My mother did not believe this part. Her children needed neither punishment or purification beyond that which she supplied. We were the children
of God and her own best efforts. Salvation was a gift of God. Her gift to us was how to claim it. And when, after the Second Vatican Council, they got rid of Limbo and Purgatory, she fashioned it a kind of enlightenment. Still, life had sufferings enough to go around and she wanted us to use them well. It was part of Nature.

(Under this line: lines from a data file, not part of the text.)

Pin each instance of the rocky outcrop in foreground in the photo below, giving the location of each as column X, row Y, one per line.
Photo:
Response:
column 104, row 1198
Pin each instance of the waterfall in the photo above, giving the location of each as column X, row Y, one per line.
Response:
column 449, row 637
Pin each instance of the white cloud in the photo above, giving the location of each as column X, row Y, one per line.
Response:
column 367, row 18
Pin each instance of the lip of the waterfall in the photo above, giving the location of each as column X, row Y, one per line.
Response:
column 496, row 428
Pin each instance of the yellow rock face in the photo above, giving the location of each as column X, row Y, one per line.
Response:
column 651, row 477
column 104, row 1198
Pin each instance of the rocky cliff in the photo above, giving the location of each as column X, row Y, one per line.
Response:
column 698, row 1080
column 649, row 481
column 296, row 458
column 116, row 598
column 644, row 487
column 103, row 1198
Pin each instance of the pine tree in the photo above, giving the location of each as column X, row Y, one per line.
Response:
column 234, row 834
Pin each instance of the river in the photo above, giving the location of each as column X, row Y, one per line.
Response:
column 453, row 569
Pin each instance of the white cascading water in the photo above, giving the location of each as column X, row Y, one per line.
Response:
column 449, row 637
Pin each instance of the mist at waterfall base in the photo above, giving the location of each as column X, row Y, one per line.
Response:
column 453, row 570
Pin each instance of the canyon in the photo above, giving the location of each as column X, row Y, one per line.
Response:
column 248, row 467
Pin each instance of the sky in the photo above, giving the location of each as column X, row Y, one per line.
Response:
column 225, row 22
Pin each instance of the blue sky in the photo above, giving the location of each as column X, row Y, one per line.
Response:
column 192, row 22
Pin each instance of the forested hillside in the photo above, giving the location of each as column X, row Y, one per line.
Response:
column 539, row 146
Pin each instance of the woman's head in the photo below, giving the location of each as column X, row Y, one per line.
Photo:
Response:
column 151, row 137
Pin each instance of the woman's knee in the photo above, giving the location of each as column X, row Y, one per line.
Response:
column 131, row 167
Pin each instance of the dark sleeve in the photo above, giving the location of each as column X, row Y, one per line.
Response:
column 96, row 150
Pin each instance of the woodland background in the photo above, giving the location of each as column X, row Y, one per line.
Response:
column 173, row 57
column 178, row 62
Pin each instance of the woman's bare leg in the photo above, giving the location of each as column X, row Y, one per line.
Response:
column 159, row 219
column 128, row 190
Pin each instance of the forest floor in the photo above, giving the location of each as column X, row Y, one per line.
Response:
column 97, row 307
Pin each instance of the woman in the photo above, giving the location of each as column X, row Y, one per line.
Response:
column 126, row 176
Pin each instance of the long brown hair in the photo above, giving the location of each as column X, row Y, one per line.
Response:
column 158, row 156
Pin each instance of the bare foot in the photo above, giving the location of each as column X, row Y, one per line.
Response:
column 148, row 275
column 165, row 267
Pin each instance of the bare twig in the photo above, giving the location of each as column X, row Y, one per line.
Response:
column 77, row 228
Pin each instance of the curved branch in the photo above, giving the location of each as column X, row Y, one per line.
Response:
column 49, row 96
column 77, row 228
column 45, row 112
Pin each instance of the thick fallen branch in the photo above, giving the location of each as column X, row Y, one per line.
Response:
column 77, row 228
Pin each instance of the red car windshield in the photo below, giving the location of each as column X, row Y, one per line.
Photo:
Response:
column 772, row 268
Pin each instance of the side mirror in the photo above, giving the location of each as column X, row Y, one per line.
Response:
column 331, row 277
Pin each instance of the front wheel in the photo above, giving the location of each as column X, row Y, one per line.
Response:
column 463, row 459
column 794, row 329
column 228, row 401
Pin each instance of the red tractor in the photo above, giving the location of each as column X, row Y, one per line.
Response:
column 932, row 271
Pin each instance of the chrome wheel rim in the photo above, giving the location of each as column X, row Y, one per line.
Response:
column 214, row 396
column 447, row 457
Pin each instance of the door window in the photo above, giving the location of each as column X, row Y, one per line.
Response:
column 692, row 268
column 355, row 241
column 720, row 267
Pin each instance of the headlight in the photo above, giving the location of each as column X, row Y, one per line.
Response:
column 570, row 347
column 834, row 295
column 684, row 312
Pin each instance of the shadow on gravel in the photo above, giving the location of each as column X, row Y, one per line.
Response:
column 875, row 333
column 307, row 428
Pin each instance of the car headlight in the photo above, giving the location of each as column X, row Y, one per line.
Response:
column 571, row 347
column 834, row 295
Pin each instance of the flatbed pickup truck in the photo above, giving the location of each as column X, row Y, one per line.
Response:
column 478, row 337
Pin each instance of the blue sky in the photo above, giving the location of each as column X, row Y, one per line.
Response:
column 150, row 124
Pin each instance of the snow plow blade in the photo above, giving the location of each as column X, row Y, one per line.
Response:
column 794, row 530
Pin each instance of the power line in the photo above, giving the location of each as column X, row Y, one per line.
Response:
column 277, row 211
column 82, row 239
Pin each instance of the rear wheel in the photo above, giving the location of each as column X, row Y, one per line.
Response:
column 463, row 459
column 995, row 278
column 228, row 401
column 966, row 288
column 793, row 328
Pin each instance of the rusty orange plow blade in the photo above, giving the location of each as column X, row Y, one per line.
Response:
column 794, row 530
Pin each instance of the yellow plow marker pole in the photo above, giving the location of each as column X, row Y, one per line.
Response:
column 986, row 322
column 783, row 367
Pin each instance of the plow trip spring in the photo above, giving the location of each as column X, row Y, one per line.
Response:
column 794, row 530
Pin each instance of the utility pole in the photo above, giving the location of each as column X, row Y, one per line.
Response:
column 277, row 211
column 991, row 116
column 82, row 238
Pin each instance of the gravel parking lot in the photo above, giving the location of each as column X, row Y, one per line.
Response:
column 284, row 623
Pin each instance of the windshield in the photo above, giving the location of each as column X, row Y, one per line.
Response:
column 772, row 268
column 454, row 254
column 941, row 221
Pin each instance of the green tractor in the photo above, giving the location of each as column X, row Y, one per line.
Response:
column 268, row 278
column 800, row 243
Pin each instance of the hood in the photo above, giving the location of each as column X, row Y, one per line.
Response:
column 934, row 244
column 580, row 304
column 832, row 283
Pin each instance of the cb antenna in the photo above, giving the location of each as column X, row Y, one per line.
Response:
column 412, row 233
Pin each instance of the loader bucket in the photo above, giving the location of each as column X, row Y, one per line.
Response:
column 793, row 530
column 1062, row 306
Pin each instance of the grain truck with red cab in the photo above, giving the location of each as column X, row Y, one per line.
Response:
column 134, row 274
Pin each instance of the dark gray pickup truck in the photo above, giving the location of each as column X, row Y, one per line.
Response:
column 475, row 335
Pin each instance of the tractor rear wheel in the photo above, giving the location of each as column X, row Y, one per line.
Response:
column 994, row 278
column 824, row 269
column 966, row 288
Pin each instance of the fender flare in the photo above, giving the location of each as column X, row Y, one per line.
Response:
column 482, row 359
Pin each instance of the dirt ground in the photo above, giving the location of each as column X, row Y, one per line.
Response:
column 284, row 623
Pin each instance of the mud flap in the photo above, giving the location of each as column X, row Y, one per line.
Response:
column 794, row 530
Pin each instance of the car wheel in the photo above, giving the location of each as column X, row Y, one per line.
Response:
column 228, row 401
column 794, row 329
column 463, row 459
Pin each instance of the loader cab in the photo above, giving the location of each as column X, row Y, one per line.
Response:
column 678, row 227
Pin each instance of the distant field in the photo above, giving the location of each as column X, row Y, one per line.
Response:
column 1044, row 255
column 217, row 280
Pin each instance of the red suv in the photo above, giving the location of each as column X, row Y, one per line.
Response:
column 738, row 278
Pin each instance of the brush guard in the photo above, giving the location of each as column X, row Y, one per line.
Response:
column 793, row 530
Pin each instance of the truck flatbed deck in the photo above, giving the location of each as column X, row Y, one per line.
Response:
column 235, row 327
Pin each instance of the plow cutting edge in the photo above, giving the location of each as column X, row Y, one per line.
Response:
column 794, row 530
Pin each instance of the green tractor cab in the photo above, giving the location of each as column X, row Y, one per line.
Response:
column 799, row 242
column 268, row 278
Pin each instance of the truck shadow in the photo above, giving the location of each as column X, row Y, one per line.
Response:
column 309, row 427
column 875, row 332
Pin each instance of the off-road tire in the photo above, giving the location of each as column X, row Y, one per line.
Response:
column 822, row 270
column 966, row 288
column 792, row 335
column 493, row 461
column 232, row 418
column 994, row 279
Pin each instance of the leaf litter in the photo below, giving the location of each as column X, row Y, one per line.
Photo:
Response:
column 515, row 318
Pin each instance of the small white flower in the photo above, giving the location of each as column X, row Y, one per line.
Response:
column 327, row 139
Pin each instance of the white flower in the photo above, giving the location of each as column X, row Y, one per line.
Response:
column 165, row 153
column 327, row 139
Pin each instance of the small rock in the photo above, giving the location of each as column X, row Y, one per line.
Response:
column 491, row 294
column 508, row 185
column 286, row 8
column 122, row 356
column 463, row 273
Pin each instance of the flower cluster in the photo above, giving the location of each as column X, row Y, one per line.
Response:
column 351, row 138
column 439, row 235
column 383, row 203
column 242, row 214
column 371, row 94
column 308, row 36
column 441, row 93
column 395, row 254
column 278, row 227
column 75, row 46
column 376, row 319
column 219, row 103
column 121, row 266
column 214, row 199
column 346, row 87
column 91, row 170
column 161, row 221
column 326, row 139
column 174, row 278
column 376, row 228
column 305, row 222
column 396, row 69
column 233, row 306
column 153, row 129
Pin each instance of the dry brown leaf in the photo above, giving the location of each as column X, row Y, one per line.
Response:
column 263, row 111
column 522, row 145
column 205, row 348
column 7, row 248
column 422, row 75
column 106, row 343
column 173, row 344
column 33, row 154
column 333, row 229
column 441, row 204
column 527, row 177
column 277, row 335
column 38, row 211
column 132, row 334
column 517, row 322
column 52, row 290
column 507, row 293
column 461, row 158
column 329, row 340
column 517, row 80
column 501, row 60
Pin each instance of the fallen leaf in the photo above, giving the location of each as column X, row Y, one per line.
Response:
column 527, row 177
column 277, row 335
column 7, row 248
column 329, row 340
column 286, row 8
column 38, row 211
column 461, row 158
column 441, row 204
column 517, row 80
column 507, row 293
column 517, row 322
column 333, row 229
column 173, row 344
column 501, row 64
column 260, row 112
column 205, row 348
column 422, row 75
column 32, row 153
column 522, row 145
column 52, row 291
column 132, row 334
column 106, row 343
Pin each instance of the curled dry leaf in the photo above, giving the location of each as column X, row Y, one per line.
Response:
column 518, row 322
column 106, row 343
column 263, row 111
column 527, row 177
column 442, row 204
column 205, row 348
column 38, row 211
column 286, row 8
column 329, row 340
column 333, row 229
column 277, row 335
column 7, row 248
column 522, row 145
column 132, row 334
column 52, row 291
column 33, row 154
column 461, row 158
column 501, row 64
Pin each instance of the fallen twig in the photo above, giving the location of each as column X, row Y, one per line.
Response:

“All grievous things are to be endured for eternal life,” is how my mother
was instructed by Thomas à Kempis. Suffering was thereby imbued with meaning, purpose, value, and reason. Nature passed suffering out in big doses, random and irreverent, but faith and grace made suffering a part of the way by which we make our journey back to God. Atonement meant to be “at one.” And this return, this reunion in heaven, this salvation, was the one true reason for our being,
according to my mother. This opinion put her, of course, at odds with everything the culture told us about “feeling good about ourselves” or “taking care of numero uno” or the secular trophies of “happiness” and “validation” and “self-esteem.” Hers was a voice crying in the suburban wilderness that we were all given crosses to bear—it was our imitation of Christ—and we should offer it up for the suffering
souls.
T
hat is how she turned it into prayer—the “irregularity,” the cancer, the tumor that moved from her remaining lung up her esophagus, leapt to her spinal cord, and then made for her brain. This was what the doctors said was happening, preferring a discussion of parts failing to persons dying. But for her husband and children what was happening was that her voice was growing more and more
quiet, her breath was getting shorter and shorter, her balance was lost to the advance of cancer. My mother was making it work for her, placing the pain and the fear and the grief of it into that account with God she’d kept, by which what was happening to her body became only one of several things that were happening to her. Her body, painful and tumorous, was turning on her and she was dying.
I’m sure she was ready to be rid of it. She said her heart. was overwhelmed with grief and excitement. Grief at the going from us—her husband of forty-three years, her sons and daughters, grandchildren born and unborn, her sister and brother, her friends. Excitement at the going “home.” But as
the voice inside her body hushed, her soul’s voice seemed to shout out loud, almost to sing. She could
see things none of us could see. She refused the morphine and remained lucid and visionary. She spoke words of comfort to each of us—at one point saying we must learn to let go, not only grudgingly, but as an act of praise. I say this not because I understand it but because I witnessed it. I’m not certain that it works—only certain that it worked for her.
Once you’ve made the leap it’s easy.
Once you’ve seen huge tracts of greensward put to seemingly conflicting uses, the world becomes a different place. If golf courses can be graveyards, surely football fields, and soccer pitches, ball diamonds and tennis courts. And what about ski slopes? What folks don’t want to be buried on a mountain? Boot Hill we could call it. Listen up, the possible applications are endless. The thrill of victory,
the agony of defeat. Life is like that—death is, too.
My mother’s funeral was a sadness and a celebration. We wept and laughed, thanked God and cursed God, and asked God to make good on the promises our mother’s faith laid claim to in her death. It was Halloween the day we buried her—the eve of All Saints, then All Souls, all suffering souls.
Eddie and I have been looking for acreage. He’s a
golfer. I’d rather read and write. He says he’ll be the Club Pro and I can be the Brains Behind the Operation. We’ve worked together for years and years. Our sister Brigid does pre-need and our sister Mary has always done the books—payroll and collections and payables. The women seem to control the money. Revenge they call it for our calling it Lynch & Sons.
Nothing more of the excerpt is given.